What Ghazzu just said. Symptom-free is meaningless, as a healthy horse can be carrying the Strep deep in their gutteral pouch. That’s how “healthy” barns magically have an outbreak
Possible more active testing of guteral (sp?) pouches IF the one horse ends up testing positive and running it’s course. The horse is currently at the vets . He had a tooth pulled and 10 days later, an abscess formed on the lower jaw and now there are a string of abscesses down the neck. IMO, abscesses do that and can certainly run down the neck. We’ve all seen shoulder wounds develop abscesses down the leg. I don’t think it is strangles but wondered what protocols were. The sick horse is at the vets.
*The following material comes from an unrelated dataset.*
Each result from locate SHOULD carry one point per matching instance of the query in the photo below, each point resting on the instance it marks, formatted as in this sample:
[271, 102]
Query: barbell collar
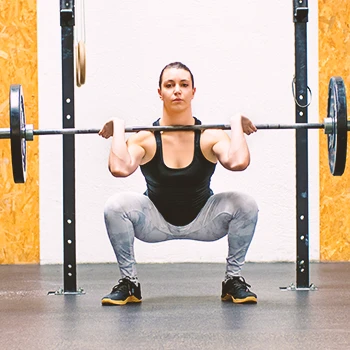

No other horses are sick.
So if a healthy horse has a positive swab of the gutteral pouch, can they undergo treatment to eradicate it?
Yes.
Really really bad cases will get abscesses in places besides the neck such as inside the body cavity. We had it go through a barn I was boarding at many years ago twice when other boarders were showing a lot and it was in the region. Well, it was in the region once and the second time was kind of a mystery but one horse has been recently transported and again, heavy horse show schedules. The veterinarians were really good about flushing the guttural pouches. Most of the horses were vaccinated and many caught it anyway. The vaccinations helped the horses not get so sick. My two did not but I never used the wash racks to groom, just rinse and I groomed in the stalls, still do. I bought hand sanitizer and placed it outside my stalls plus flat plastic containers with a water and bleach mixture for staff to step in when entering and exiting the stall. I also bought vinyl gloves for staff to use. I think most everyone else ended up doing the same. We all bought individual thermometers for our horses and kept them outside the stalls as well and staff and owners checked temperatures twice a day. Most of us stopped hand grazing for a while as well. None of us felt clear until the last horse was cleared just glad everyone’s horses got well. Later, one of my horses had successful emergency surgery for a guttural pouch mycosis hemorrhage and everyone panicked, thinking it was contagious. The barn owner had to step in and calm everyone down. Can’t say I blamed anyone, not after the strangles. Good luck to your friend. It takes what it takes, unfortunately. Flush the guttural pouches.